Fig. 12 Comparison of the change in calculated distances upon reduction from E₀ → E₁ for the S2B(H), S5A(H), and Fe6(H) models in the BS-235 electronic state, with His195 treated as N_ε(H). Experimental Fe–Fe(short) distances correspond with the (left) Fe–Fe(short 1), N = 2.53 and (right) Fe–Fe(short 2), N = 0.93 shells described in Table 2. E₀ calculated distances from the BS-235 solution are used in the calculated differences, as previous comparisons have shown this solution to best reproduce those determined in the 3U7Q crystal structure.²⁴ A full comparison of all calculated changes in relevant bond distances for all 6 protonated models (in both the N_ε(H) and N_δ(H) singly-protonated states of His195), in all three considered BS-solutions, relative to all three BS solutions of the E₀ state are provided in Fig.

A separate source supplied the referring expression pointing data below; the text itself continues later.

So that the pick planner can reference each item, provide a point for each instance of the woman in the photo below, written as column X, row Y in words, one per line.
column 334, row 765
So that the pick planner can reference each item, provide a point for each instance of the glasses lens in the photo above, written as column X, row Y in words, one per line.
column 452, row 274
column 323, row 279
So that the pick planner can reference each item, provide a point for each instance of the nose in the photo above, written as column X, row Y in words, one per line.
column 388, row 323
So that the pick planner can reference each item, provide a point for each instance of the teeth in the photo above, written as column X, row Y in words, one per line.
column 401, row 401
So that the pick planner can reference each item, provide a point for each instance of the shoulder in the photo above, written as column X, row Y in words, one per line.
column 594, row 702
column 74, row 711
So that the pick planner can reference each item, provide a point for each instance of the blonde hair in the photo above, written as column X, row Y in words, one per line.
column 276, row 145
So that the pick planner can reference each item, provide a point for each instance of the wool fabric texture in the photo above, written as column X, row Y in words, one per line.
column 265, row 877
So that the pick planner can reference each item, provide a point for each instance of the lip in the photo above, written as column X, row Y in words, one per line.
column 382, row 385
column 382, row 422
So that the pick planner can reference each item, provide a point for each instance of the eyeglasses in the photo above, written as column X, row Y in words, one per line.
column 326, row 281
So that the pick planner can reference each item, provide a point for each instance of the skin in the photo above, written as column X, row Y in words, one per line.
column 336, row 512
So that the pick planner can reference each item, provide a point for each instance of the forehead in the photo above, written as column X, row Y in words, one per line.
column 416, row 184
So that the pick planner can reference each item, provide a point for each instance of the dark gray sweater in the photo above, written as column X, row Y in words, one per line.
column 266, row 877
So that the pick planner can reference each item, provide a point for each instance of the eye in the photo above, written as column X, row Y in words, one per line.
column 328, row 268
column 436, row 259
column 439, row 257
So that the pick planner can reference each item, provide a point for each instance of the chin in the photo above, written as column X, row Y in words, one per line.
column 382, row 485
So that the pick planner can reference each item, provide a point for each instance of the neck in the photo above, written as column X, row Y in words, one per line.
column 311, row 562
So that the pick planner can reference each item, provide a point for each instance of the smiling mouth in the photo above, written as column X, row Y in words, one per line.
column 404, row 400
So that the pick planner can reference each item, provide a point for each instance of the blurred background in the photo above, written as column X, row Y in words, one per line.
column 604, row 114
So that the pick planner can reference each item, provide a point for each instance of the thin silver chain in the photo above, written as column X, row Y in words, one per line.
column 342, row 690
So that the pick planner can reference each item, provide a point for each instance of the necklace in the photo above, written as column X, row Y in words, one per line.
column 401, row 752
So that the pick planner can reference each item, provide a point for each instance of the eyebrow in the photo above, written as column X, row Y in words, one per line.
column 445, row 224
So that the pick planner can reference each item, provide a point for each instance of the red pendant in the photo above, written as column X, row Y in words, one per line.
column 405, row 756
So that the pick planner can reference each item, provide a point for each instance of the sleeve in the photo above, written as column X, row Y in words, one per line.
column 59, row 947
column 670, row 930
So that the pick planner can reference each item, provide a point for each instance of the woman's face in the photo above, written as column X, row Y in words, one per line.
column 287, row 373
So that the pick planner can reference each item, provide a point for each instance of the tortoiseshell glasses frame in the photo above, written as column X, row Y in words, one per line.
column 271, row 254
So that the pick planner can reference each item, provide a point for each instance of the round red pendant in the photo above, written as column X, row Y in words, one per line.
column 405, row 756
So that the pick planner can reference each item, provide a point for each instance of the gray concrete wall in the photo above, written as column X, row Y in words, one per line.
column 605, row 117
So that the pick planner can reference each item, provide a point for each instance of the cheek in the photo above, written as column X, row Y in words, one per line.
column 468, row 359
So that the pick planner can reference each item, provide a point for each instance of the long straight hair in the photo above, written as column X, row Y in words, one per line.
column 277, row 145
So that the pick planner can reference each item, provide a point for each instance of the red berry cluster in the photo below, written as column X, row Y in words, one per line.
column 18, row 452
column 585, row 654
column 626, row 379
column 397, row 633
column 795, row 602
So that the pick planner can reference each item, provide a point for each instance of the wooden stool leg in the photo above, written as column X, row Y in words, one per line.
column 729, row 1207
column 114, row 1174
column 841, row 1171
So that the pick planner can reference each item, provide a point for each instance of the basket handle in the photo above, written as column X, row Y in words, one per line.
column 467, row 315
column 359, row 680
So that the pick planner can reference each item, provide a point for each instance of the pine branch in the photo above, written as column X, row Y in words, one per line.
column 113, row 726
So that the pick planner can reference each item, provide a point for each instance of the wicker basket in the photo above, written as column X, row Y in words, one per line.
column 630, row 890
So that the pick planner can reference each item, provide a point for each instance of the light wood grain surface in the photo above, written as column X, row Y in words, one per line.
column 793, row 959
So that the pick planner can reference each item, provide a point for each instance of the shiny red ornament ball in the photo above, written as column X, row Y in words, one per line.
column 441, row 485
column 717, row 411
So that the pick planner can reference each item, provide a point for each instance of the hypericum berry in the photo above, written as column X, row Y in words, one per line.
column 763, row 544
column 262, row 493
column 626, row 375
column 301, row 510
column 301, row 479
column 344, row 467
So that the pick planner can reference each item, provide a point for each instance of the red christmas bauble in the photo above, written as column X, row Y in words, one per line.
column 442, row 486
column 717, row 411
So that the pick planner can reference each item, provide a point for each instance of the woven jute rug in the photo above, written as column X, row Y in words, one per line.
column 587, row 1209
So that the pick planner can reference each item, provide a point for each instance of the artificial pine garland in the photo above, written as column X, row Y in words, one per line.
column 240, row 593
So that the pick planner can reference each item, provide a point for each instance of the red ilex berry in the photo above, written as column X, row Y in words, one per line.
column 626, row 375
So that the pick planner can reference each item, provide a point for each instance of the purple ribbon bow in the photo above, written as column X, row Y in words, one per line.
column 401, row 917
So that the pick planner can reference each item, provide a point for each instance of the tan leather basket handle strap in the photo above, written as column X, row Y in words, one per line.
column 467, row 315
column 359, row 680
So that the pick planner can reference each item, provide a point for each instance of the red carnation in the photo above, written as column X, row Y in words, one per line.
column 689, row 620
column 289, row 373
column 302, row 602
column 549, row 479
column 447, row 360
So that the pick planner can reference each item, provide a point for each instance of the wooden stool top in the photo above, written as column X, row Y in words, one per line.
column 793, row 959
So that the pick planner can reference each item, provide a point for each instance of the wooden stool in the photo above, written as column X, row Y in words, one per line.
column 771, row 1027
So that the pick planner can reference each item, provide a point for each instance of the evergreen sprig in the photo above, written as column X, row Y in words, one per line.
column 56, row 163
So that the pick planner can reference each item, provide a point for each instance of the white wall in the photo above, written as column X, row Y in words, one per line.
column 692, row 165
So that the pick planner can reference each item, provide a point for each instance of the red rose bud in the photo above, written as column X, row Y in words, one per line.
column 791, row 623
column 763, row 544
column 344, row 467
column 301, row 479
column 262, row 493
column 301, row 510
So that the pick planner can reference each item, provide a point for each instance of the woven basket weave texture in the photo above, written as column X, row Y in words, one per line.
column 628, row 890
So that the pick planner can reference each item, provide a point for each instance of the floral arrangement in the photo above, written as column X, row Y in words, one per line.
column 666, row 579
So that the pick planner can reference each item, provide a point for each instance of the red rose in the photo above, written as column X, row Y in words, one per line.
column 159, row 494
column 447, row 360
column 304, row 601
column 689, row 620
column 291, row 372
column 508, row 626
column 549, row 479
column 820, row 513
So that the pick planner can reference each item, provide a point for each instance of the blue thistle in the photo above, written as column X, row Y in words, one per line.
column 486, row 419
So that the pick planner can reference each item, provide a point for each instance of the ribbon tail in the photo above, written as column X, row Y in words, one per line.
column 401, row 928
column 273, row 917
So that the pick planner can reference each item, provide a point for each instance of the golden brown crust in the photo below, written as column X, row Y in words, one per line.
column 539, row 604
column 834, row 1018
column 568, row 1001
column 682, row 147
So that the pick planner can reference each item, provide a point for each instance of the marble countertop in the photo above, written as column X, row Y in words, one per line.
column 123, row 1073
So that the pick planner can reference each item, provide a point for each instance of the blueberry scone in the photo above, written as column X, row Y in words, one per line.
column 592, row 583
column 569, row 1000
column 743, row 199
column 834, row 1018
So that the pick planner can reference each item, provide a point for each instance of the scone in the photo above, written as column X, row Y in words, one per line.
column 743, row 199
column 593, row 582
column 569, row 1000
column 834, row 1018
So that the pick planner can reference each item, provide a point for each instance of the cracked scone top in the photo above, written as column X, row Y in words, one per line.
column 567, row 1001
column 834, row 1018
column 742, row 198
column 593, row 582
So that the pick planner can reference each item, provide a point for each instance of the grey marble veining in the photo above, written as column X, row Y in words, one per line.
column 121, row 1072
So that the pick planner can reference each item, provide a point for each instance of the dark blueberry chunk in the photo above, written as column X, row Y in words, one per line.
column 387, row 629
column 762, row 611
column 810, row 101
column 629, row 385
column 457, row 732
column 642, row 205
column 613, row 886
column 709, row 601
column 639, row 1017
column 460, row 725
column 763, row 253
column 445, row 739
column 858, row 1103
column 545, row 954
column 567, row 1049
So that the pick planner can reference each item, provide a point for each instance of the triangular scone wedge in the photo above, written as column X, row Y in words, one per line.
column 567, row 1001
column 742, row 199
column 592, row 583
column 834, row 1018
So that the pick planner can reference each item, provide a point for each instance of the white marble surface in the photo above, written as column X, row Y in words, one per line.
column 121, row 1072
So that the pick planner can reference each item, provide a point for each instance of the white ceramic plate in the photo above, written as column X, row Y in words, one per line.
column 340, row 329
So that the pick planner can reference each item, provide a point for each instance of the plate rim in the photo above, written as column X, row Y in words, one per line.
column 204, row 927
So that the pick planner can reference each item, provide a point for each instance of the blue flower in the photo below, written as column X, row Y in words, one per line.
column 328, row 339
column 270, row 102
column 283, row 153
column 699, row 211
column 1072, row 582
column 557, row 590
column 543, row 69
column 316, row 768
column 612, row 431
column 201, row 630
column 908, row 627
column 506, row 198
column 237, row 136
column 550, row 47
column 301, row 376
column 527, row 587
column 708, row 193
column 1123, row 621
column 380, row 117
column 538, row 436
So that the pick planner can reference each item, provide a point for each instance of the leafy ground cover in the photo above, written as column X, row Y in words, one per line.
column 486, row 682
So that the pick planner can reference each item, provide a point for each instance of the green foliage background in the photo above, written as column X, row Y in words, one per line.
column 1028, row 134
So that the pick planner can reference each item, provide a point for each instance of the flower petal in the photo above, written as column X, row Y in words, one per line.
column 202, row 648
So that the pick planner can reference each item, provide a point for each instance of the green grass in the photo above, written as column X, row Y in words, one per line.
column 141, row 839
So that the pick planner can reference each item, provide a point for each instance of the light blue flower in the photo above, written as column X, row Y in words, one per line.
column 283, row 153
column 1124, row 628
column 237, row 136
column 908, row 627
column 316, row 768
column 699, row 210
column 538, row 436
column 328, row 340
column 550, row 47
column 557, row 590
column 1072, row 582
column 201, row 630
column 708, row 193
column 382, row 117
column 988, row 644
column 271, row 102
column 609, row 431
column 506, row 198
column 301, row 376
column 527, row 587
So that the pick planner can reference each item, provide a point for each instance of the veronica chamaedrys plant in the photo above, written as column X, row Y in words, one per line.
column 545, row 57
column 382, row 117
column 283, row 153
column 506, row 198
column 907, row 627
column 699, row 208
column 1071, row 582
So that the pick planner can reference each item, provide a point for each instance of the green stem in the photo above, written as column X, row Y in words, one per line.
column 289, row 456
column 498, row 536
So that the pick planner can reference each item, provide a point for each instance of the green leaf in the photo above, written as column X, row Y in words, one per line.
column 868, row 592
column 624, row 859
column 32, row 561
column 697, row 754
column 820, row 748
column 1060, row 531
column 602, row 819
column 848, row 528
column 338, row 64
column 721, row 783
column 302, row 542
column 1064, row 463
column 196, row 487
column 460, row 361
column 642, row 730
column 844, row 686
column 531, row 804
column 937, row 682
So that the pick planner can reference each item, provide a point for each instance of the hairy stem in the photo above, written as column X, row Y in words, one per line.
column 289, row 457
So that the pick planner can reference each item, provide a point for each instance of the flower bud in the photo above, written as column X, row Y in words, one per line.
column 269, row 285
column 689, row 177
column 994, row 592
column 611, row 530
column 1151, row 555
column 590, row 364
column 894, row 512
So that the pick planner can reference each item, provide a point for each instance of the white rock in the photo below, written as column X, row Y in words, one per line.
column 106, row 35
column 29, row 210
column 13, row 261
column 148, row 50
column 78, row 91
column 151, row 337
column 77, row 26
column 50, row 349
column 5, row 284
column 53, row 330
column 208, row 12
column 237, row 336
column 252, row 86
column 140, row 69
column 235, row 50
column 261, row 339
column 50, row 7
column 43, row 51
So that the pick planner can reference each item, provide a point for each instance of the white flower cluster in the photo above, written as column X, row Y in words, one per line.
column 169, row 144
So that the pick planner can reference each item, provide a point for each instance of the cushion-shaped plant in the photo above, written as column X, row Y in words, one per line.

S5.6-3 through S5.6-8.† Error bars for the experimentally determined distances are reported on a 95% confidence interval.

Comparing the average calculated Fe distances with experiment, we find that the expansion of the Fe–S path is reasonably reproduced by the three belt-sulfide protonated models, as well as S1A(H) and “no H⁺”. Meanwhile, the Fe6-hydride model displays a decrease in average Fe–S distance, counter to our EXAFS results. No model is capable of reproducing the contraction found in the Fe–Fe(short 1) distance, although the three belt-sulfide protonated models show no effective change while all others show an expansion (Fig. S6.4-6 and S6.4-7†). The C(H) model is particularly extreme, with an expansion of ∼0.08 Å. All models also predict virtually no change in the average Fe–Fe(long) distance with the exception of C(H), which shows an expansion of up to ∼0.14 Å (Fig. S6.4-8†).

From our comparisons with the present EXAFS results, we conclude that the S2B(H), S5A(H), and S1A(H) of models of E₁ appear the most reasonable. While the weighted RMSD metric suggested the Fe6(H) hydride model as also reasonable, the considerable overestimation of the change in Mo–O and the wrong trend in the change of average Fe–S distance make this model less likely.

With this experimental parameterization in hand, we can compare the relative energies of these different states (Fig. 13). We find that the S2B(H) model is most favorable when N_δ(H) is used at His195, with the S5A(H) model appearing ∼7 kcal mol⁻¹ higher in energy. However, the energies of the S5A(H) and S2B(H) models become comparable when the N_ε position of His195 is protonated. Meanwhile, the S3A(H), S1A(H), Fe6(H), S3B(H), and C(H) models all appear considerably unfavorable in either of the His195 protonation states, with energies >10 kcal mol⁻¹ higher than those of the lowest energy solutions.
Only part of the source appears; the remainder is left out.